Algas Marinhas no combate as alterações climáticas

Algas Marinhas no combate as alterações climáticas
0

O interesse em cultivar algo capaz de absorver as emissões de carbono, que provocam o aquecimento global, está aumentando. Cada vez mais existem investigações que documentam o potencial do cultivo de algas marinhas no combate às alterações climáticas, já que o desmatamento dizima florestas tropicais e outros elementos cruciais de absorção de carbono de todo o planeta.

As florestas de algas de crescimento rápido são altamente eficazes para armazenar carbono.
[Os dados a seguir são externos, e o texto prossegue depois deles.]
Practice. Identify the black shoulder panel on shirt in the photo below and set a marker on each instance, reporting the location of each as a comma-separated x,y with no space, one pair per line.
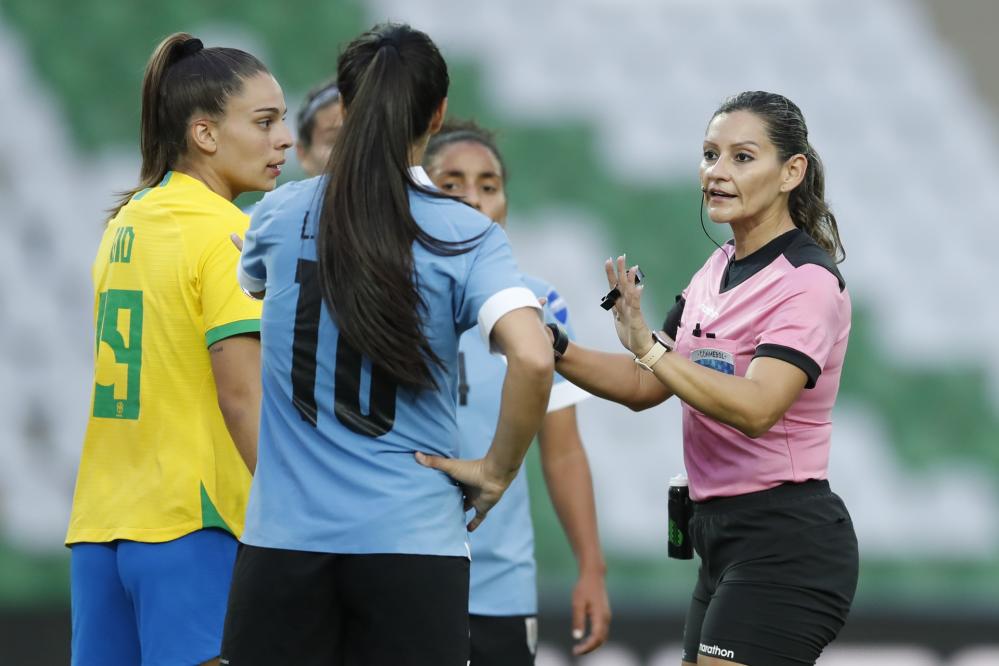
795,358
803,250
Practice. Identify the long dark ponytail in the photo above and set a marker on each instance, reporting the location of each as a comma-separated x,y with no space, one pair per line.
788,132
392,79
182,78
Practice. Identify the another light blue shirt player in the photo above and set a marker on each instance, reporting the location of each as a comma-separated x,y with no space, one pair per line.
335,470
463,161
355,546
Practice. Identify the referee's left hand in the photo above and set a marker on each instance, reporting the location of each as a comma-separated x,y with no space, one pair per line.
481,491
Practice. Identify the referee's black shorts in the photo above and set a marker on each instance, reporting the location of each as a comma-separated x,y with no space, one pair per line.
503,640
778,573
303,608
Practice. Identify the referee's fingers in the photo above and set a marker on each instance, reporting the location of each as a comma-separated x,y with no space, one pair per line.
476,521
435,462
611,275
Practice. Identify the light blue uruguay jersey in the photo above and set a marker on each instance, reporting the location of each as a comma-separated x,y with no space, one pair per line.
336,471
503,569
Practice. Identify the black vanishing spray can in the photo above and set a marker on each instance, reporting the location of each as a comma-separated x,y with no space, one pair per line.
679,508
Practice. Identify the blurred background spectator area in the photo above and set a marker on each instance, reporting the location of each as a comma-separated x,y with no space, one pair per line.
600,108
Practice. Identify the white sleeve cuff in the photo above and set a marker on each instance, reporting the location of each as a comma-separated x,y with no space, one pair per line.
250,285
566,394
499,304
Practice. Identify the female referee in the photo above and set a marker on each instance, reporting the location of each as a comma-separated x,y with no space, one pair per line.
161,491
753,348
354,552
463,161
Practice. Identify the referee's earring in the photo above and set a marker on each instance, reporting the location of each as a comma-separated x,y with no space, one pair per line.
203,135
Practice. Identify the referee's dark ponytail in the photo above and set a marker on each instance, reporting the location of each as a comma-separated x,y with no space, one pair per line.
392,80
788,132
181,79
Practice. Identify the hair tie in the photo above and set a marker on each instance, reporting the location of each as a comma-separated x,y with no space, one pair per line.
189,47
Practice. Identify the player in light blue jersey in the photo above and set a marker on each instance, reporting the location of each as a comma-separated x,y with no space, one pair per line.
355,552
463,160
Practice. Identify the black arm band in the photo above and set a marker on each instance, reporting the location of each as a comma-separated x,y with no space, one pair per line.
561,340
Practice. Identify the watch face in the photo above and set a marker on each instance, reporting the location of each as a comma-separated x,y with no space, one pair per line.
663,341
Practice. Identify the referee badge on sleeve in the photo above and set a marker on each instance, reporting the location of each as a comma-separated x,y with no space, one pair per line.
716,359
531,629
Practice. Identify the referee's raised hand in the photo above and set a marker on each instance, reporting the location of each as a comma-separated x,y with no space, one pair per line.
482,490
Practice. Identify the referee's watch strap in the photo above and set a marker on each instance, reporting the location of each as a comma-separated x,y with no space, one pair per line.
560,341
653,355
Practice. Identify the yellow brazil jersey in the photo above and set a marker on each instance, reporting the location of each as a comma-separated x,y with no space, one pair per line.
158,462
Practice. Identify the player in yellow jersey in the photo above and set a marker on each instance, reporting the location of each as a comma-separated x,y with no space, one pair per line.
172,435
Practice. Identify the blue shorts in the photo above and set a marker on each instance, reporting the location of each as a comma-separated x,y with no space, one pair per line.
155,604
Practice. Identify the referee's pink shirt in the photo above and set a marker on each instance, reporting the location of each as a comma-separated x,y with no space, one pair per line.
785,309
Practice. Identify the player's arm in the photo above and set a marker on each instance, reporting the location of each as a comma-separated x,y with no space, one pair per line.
236,367
570,486
519,335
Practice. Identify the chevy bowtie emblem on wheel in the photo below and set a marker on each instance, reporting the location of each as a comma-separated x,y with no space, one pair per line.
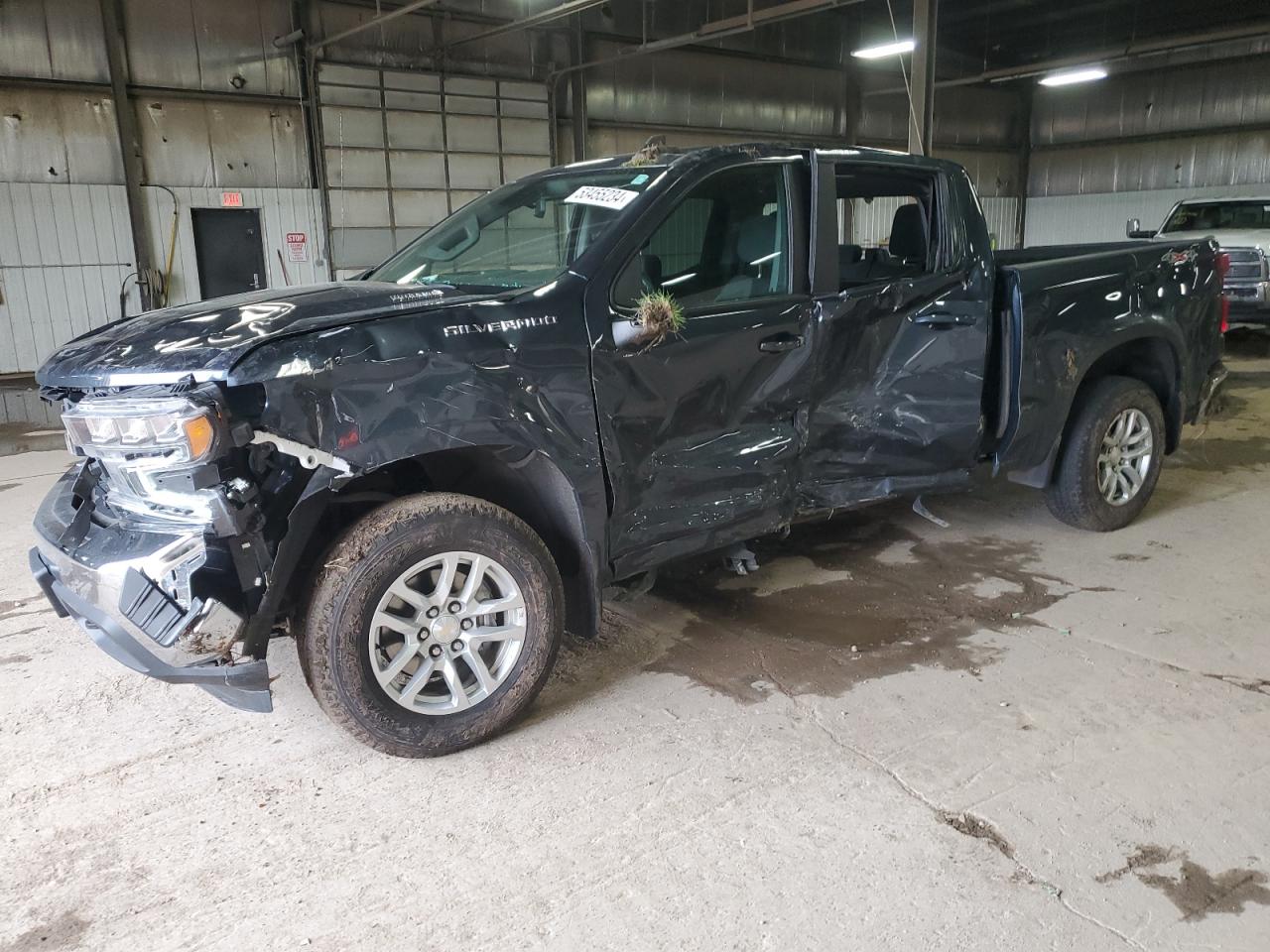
454,330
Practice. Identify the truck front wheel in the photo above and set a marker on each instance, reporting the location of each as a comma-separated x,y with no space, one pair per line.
1110,458
434,624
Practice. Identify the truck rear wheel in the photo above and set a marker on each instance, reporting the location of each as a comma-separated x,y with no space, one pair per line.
434,625
1110,458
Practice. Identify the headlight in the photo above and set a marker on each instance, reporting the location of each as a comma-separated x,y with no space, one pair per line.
123,428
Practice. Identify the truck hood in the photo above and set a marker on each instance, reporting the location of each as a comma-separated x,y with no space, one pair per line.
206,339
1246,238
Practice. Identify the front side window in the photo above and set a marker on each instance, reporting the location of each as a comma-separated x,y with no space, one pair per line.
725,241
521,235
1219,216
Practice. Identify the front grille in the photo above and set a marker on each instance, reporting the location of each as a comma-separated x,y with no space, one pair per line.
1247,267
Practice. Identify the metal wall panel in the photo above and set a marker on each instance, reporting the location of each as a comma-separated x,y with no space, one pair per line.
423,143
1057,220
53,40
59,137
411,42
64,252
222,145
1193,162
226,46
282,211
703,90
1182,99
962,117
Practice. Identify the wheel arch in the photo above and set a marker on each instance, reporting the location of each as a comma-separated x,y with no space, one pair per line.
1150,358
525,483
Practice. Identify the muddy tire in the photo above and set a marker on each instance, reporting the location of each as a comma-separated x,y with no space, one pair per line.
1110,460
432,625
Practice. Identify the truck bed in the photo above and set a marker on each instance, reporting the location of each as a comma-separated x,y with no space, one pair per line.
1071,312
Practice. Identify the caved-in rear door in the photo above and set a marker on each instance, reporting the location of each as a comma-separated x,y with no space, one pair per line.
902,343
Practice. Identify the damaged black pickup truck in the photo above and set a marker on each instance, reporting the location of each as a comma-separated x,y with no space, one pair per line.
429,474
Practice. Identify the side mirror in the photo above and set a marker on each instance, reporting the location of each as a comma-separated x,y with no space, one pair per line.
1133,229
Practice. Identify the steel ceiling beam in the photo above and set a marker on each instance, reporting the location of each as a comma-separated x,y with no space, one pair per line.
1119,54
716,30
538,19
371,23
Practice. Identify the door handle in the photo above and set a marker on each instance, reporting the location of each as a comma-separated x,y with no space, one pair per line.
940,320
780,343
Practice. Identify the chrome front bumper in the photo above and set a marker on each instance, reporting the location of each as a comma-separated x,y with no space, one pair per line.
108,580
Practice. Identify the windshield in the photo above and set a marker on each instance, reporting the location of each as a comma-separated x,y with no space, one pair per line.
1219,216
521,235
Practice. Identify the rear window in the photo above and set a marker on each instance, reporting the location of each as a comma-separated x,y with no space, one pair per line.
1218,216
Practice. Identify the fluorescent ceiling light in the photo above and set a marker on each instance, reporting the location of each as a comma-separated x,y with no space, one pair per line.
878,53
1069,77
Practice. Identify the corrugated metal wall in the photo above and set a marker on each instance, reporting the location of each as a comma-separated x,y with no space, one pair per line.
405,149
1133,145
64,252
282,211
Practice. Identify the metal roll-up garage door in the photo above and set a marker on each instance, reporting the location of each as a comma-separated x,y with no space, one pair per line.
405,149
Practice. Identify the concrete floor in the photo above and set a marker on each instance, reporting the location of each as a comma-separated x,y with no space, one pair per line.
1001,735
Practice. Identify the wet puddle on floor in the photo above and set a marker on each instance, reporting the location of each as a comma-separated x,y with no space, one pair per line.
1194,890
848,601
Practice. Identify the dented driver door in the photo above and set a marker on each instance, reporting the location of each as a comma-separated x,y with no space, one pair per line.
903,287
701,429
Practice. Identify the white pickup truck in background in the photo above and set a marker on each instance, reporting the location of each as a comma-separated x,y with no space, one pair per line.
1242,229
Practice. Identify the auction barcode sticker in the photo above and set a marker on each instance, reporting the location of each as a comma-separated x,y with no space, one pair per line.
602,197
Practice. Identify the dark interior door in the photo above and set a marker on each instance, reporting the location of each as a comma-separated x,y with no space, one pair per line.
902,341
229,250
701,430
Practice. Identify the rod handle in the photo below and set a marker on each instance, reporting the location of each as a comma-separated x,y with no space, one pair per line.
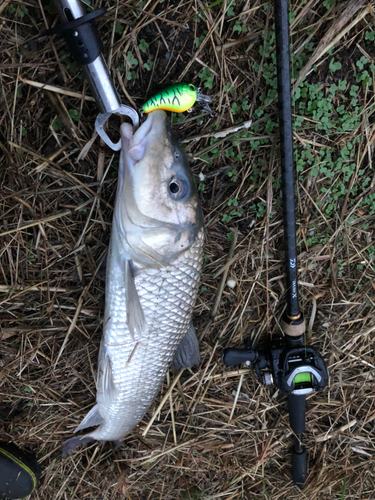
232,356
299,467
297,411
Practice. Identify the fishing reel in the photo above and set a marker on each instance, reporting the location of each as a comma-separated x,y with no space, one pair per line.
293,368
297,370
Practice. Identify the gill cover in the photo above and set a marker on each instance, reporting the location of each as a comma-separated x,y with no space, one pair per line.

Além disso, também ajudam a mitigar a acidificação, desoxigenação e outros impactos no ambiente marinho, que ameaça a biodiversidade.

Halley Froehlich, cientista na Universidade da Califórnia, em Santa Barbara, é a autora principal de um novo estudo que, pela primeira vez, quantifica a capacidade global do cultivo em grande escala de algas marinhas, para compensar as emissões de carbono terrestre, e mapeia áreas do oceano adequadas ao cultivo de macroalgas.

De acordo com o artigo publicado na revista Current Biology, o cultivo de algas marinhas em apenas 3,8% das águas federais ao largo da costa da Califórnia – ou seja, 0,065% de todo oceano adequado ao cultivo de macroalgas – poderia neutralizar as emissões da indústria agrícola (de 45000 milhões de euros) deste estado dos EUA. No total, o oceano tem quase 48 milhões de quilômetros quadrados adequados ao cultivo de algas, conclui o estudo.

Atualmente, as algas marinhas são cultivadas em pequena escala para serem usadas na alimentação, em medicamentos e em produtos de beleza. Mas os cientistas propõem o cultivo em grande escala, para após a colheita, afundá-las no oceano, onde o dióxido de carbono capturado ficaria durante centenas ou milhares de anos. Por outro lado, outros estudiosos defendem um melhor uso para as algas.